In today's market, there continue to be distressed sales that are either short sales or foreclosures.  First we will discussforeclosures.  In Cincinnati, foreclosures make up a relatively small portion of the inventory in some areas and a large portion of the sales in others.  The stressed areas were often areas with significant subprime mortgages. We expect that will continue to be the case for several more years.

What exactly is a foreclosure?  

Foreclosures occur when a home owner cannot or does not make mortgage payments, until they default per the terms of their mortgage note.  Actually, you are in default if you miss only one payment, but the lender will try to work with you, if they are contacted.  The appointed trustee will force the property to be sold at auction on the courthouse "steps."  Typically, the lender then places a minimum bid on the property equal to the amount still owed on the delinquent mortgage.  If they are the high bidder they then become the owner.  This is where the term REO came from (Real Estate Owned).
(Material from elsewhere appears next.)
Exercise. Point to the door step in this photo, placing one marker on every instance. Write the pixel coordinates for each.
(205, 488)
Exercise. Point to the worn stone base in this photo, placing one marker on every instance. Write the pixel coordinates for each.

The lender's stategy will then either negotiate with Fannie Mae or FHA to take over selling the home.  Sometimes they keep the property and sell it themselves.  When the property owner had an FHA loan, it will be called a HUD home.

So, now, the seller is actually the bank or asset manager and the process is different.  Occasionally, foreclosures do not take much longer to close than a transaction with a normal individual seller.  Every bank will have a different process, so bidding and the paperwork process vary dramatically.  With HUD homes, the bidding process is straightforward and easy to understand, though there is also a lot of paperwork.
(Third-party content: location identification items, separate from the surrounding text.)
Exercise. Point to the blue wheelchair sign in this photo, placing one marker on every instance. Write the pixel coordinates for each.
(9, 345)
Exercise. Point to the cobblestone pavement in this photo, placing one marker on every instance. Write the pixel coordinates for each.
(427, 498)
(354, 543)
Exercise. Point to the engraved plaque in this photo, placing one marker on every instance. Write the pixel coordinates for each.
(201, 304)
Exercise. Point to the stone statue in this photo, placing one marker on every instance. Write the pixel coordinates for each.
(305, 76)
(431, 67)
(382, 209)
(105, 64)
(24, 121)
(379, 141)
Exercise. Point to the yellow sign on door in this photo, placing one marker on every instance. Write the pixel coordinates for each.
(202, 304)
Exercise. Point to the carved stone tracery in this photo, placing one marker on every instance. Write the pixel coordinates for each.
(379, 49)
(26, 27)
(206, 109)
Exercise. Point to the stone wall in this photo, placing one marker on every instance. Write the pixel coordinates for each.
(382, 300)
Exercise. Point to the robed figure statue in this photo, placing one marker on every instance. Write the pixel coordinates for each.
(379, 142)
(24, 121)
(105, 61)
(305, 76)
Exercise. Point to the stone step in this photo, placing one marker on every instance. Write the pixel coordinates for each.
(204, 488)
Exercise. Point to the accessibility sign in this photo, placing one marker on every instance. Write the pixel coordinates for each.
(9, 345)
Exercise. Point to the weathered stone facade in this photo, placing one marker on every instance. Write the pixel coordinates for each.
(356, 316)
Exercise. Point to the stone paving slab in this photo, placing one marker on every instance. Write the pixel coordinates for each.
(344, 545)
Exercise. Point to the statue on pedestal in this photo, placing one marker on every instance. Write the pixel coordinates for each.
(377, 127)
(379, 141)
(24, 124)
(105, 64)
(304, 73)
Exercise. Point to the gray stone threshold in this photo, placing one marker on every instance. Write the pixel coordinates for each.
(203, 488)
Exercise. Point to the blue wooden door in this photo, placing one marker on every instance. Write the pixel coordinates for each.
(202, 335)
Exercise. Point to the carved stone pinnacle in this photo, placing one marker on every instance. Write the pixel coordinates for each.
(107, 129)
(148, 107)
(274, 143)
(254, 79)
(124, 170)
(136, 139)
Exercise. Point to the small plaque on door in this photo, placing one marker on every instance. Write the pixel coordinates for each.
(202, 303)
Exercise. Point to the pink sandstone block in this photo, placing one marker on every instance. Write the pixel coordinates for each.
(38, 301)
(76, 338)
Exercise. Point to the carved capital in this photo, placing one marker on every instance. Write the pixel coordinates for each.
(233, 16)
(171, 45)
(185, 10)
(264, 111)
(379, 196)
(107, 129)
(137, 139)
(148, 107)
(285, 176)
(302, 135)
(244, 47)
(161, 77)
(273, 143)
Why would you want to buy a Foreclosure?

  • HUD may allow you to roll some of the costs of repairs into the loan.
  • Sometimes homes are priced below market value, but recognize that they often, but not always, need extensive repairs and upgrades.
  • Occasionally lenders offer incentives, such as HUD's $100 Down Program

Are there Disadvantages to buying a Foreclosure?

  • It may take longer to close a sale...longer to do inspections because utilities need to be turned on, longer to get all paperwork and title work to be completed.  Because of the lender's beauracracy, each step takes longer.
  • Buyers must rely of the home inspection.  The lender will not make the typical seller disclosure.
  • Often the lender's contract required that you pay extra if you cannot close on time, so be sure your lender can get the job done!
  • Lenders will not make repairs to the property.  However, this can create a difficult situation if the lender requires a termite treatment or structural repairs be done.
  • The lender's contract addendums often supersede the local real estate contract.
  • It is often extremely difficult to get financing on homes that need extensive repairs.  (Check into 203 loans for these)

If you are hoping to purchase a foreclosure, you need to start looking quickly if you plan to take advantage of the tax credits offered by the government.  You will need to have your contract in place by April 30th and closed by June 30, 2010.